First off, if f returns a real or complex number, df=grad(f)returns a DeviceArray-type. To ensure that this works with PyZEAL, df has to be wrapped:

[9]:
def f(x):
    return x**5 - 1


_df = grad(f)


def df(x):
    return complex(_df(x))


print(type(_df(1.0)), type(df(1.0)))
<class 'jaxlib.xla_extension.DeviceArray'> <class 'complex'>

Further, grad has to be called with holomorphic=True to support differentiation at complex inputs. A working example with the Newton-rootfinder would be:

[10]:
from rootfinder.newton_grid import NewtonGridRootFinder
from jax import grad


def f(x):
    return x**5 - 1


_df = grad(f, holomorphic=True)


def df(x):
    return complex(_df(x))


gridRF = NewtonGridRootFinder(f, df)
gridRF.calcRoots((-2.0, 2.0), (-2.0, 2.0), (6, 6))
print("Roots: " + str(gridRF.getRoots()))
Roots: [-0.809017-0.587785j  0.309017-0.951057j  0.309017+0.951057j
 -0.809017+0.587785j  1.      +0.j      ]

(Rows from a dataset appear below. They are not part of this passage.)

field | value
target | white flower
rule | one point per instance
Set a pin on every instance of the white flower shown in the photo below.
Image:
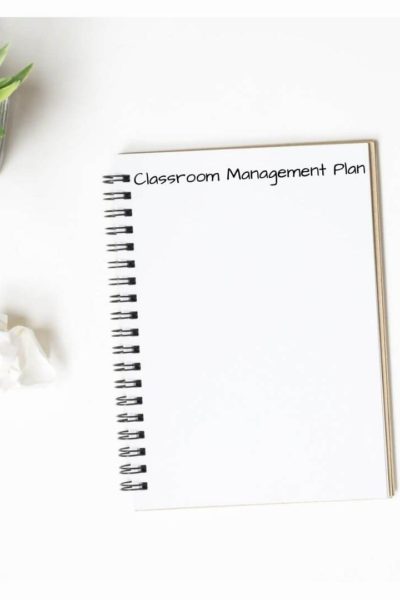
(22, 360)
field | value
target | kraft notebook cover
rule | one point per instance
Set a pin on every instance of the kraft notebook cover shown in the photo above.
(249, 339)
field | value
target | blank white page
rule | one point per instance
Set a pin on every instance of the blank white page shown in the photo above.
(258, 325)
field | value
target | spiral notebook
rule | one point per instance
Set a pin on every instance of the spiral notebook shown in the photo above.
(248, 325)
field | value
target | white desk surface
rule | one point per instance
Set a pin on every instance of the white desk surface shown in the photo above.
(101, 87)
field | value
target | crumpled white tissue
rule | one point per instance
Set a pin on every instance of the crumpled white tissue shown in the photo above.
(22, 359)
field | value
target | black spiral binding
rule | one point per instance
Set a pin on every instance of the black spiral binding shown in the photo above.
(124, 278)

If you run this example, you will notice a significant hit to performance. Used like this, JAXs automatic differentiation is drastically slower than direct evaluation, as can be seen in this comparison:

[11]:
gridRF2 = NewtonGridRootFinder(f, df=lambda x: 5 * x**4)

%timeit gridRF.calcRoots((-2.0, 2.0), (-2.0, 2.0), (6, 6)) # using JAX
%timeit gridRF2.calcRoots((-2.0, 2.0), (-2.0, 2.0), (6, 6)) # normal
5.13 s ± 178 ms per loop (mean ± std. dev. of 7 runs, 1 loop each)
186 ms ± 754 µs per loop (mean ± std. dev. of 7 runs, 10 loops each)

Thus, one should try to avoid automatic differentiation if runtime is of concern.